So the good news is: this is now fixed upstream and we don’t have to opt-in, it’ll just work when building against the next release. The bad news is: we’ll have to carry a work-around until this trickles down to the majority of mingw toolchains, which will take several years.

libsecp256k1 actually has the opposite problem: leaking exported symbols into static libraries.

I’ve PR’d a fix for that upstream: https://github.com/bitcoin-core/secp256k1/pull/1105

Without that fix, the windows dll links successfully, but exports only the libsecp symbols due to ld’s behavior (emphasis mine):

–export-all-symbols If given, all global symbols in the objects used to build a DLL will be exported by the DLL. Note that this is the default if there otherwise wouldn’t be any exported symbols.

So basically, because libsecp256k1’s symbols are exported, nothing else gets exported. By fixing that leak we get back to the default of all exports, which is what we’re after (for now).

I actually think it’s entirely possible that building a convenience library and then an actual library out of the convenience library could be the way to do it like in https://github.com/bitcoin/bitcoin/pull/24994. We shall see.

I don’t see why we should be refactoring our code, that works everywhere else, and adding more libraries, to work around a problem that occurs for a single OS, and in some part, only in certain build configurations. Especially if we know that it’s libtool that is “broken”, it’d seem better for us to just use a single, well documented, scoped to the Windows use of libtool workaround, as opposed to changing our source code to accommodate its quirkiness.

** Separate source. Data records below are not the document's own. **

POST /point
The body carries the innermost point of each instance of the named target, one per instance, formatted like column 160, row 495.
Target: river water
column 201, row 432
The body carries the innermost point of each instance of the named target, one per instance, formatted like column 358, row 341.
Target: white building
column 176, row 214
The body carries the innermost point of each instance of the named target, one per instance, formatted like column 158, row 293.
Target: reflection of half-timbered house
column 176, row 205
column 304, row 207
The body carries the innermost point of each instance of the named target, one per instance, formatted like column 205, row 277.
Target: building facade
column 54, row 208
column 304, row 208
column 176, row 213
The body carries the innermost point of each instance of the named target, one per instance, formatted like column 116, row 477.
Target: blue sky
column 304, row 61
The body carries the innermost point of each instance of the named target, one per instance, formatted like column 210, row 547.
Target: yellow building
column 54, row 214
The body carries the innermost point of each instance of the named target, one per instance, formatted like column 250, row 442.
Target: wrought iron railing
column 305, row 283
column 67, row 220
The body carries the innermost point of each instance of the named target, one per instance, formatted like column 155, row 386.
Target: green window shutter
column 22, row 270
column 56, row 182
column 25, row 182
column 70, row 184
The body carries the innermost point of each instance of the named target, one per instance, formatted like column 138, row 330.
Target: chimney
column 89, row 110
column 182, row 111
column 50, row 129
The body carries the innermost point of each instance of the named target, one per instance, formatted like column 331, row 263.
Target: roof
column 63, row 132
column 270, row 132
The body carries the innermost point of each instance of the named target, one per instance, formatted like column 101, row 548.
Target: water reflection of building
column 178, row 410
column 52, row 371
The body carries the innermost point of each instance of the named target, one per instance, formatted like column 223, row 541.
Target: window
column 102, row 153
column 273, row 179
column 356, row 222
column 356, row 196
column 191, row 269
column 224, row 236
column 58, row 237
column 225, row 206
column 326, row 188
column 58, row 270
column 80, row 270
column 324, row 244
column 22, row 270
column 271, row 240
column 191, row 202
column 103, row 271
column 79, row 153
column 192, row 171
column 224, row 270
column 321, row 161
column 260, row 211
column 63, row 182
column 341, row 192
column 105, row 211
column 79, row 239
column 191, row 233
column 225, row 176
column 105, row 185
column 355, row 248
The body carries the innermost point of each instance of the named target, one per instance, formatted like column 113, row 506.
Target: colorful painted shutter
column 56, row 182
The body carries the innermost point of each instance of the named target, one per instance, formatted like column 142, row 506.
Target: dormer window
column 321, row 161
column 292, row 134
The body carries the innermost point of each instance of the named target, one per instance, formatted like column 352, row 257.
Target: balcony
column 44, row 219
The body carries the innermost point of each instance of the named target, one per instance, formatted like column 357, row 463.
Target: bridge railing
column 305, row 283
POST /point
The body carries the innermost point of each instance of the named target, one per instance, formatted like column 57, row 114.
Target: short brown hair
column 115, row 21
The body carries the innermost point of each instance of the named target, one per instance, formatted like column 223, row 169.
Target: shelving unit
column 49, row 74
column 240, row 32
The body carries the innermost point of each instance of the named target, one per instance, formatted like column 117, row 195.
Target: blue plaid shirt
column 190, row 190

Note that #24994 alone seemingly doesn’t fix all the issues, i.e #24972, so even if we went ahead with either/both changes, we’re still going to continue to carry the windows-only libtool workarounds we’ve already got in our build system, which I’d say is the worst of both worlds (code refactoring + still having windows libtool workarounds). I’d rather add one more (well documented) libtool workaround to the pile, and hope that this may all become a moot point some time into the future (cmake 🦆s). Interested to see what appears on the mailing list upstream.

I’ve opened a pull-request upstream to add a fix for this: https://sourceforge.net/p/mingw-w64/mingw-w64/merge-requests/23/

I’ll wait a day or two and see if they respond before going any further on this.

@hebasto Sorry, that wasn’t clear from the change.

Without this hack, they contain:-DDLL_EXPORT -DPIC. So the override here simply removes the DLL_EXPORT define.